Hello there,
In the paper you say that the model has four views and that the pipelines for four views are separate until global average pool and then concatenated. Something like following ASCII art:
R-MLO |-a1-|-a2-|-a3-|--|--|--|--|--|--| \
L-MLO |-b1-|-b2-|-b3-|--|--|--|--|--|--|\ \
> >--|--|--|--|
R-CC |-c1-|-c2-|-c3-|--|--|--|--|--|--|/ /
L-CC |-d1-|-d2-|-d3-|--|--|--|--|--|--| /
But when I look at the layers for the python model, for MLO and CC, only one layer is defined for each one, instead of two. In the forward phase both MLO and CC images are put forward through same layer. Something like:
L-CC \ \ \
\|-a1-/|-a1-\|-a2-/|-a2-\|-a3-/|-a3-|...
R-CC / / /
Which creates a bizarre architecture like:
R-MLO |-a1-|-a2-|-a3-|--|--|--|--|--|--| \
L-MLO |-a1-|-a2-|-a3-|--|--|--|--|--|--|\ \
> >--|--|--|--|
R-CC |-b1-|-b2-|-b3-|--|--|--|--|--|--|/ /
L-CC |-b1-|-b2-|-b3-|--|--|--|--|--|--| /
Here is the code for conv. layers taken from layers_torch.py
def __init__(self, in_channels, number_of_filters=32, filter_size=(3, 3), stride=(1, 1)):
super(AllViewsConvLayer, self).__init__()
self.cc = nn.Conv2d(
in_channels=in_channels,
out_channels=number_of_filters,
kernel_size=filter_size,
stride=stride,
)
self.mlo = nn.Conv2d(
in_channels=in_channels,
out_channels=number_of_filters,
kernel_size=filter_size,
stride=stride,
)
def forward(self, x):
return {
"L-CC": F.relu(self.cc(x["L-CC"])), # [Addition] (1)
"L-MLO": F.relu(self.mlo(x["L-MLO"])),
"R-CC": F.relu(self.cc(x["R-CC"])), # [Addition] (2)
"R-MLO": F.relu(self.mlo(x["R-MLO"])),
}
Notice that in lines (1) and (2) L-CC and R-CC is forwarded from the same layer.
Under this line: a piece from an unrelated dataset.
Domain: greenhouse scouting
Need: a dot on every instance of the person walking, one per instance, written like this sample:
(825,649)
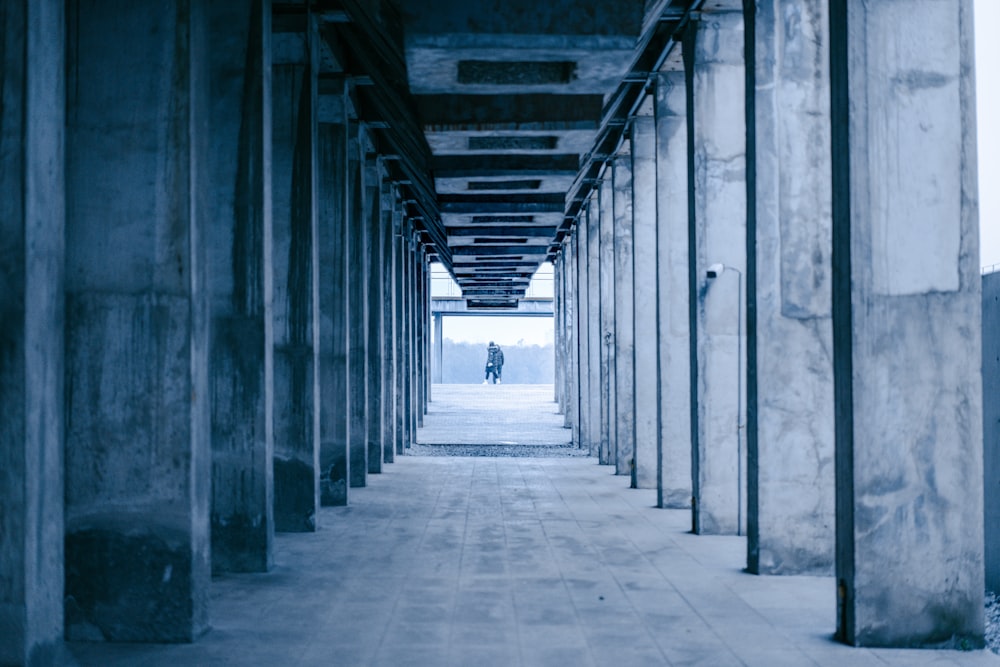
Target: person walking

Also the same issue for R-MLO and L-MLO.
Here is what I get when I try to reach for the first layer in the model, there is only two conv layers instead of four. Therefore, the model effectively has two views, not four.
model._conv_layer_ls[0]
Out[20]:
AllViewsConvLayer(
(cc): Conv2d(1, 32, kernel_size=(3, 3), stride=(2, 2))
(mlo): Conv2d(1, 32, kernel_size=(3, 3), stride=(2, 2))
)
For TF however, the layers seems to be in line with the paper:
def all_views_conv_layer(input_layer, layer_name, number_of_filters=32, filter_size=(3, 3), stride=(1, 1),
padding='VALID', biases_initializer=tf.zeros_initializer()):
"""Convolutional layers across all 4 views"""
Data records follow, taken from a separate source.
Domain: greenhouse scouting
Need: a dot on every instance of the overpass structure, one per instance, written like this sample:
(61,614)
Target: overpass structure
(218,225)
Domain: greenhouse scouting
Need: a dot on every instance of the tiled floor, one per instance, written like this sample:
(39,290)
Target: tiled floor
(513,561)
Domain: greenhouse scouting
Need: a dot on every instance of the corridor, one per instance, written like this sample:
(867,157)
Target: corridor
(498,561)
input_l_cc, input_r_cc, input_l_mlo, input_r_mlo = input_layer
with tf.variable_scope(layer_name + "_CC") as cc_cope:
h_l_cc = tf.contrib.layers.convolution2d(inputs=input_l_cc, num_outputs=number_of_filters,
kernel_size=filter_size, stride=stride, padding=padding,
scope=cc_cope, biases_initializer=biases_initializer)
h_r_cc = tf.contrib.layers.convolution2d(inputs=input_r_cc, num_outputs=number_of_filters,
kernel_size=filter_size, stride=stride, padding=padding, reuse=True,
scope=cc_cope, biases_initializer=biases_initializer)
with tf.variable_scope(layer_name + "_MLO") as mlo_cope:
h_l_mlo = tf.contrib.layers.convolution2d(inputs=input_l_mlo, num_outputs=number_of_filters,
kernel_size=filter_size, stride=stride, padding=padding,
scope=mlo_cope, biases_initializer=biases_initializer)
h_r_mlo = tf.contrib.layers.convolution2d(inputs=input_r_mlo, num_outputs=number_of_filters,
kernel_size=filter_size, stride=stride, padding=padding, reuse=True,
scope=mlo_cope, biases_initializer=biases_initializer)
h = (h_l_cc, h_r_cc, h_l_mlo, h_r_mlo)
return h
Is this perhaps an oversight or am I missing something? Does this pytorch model achieve similar accuracy in the dataset?
Thanks.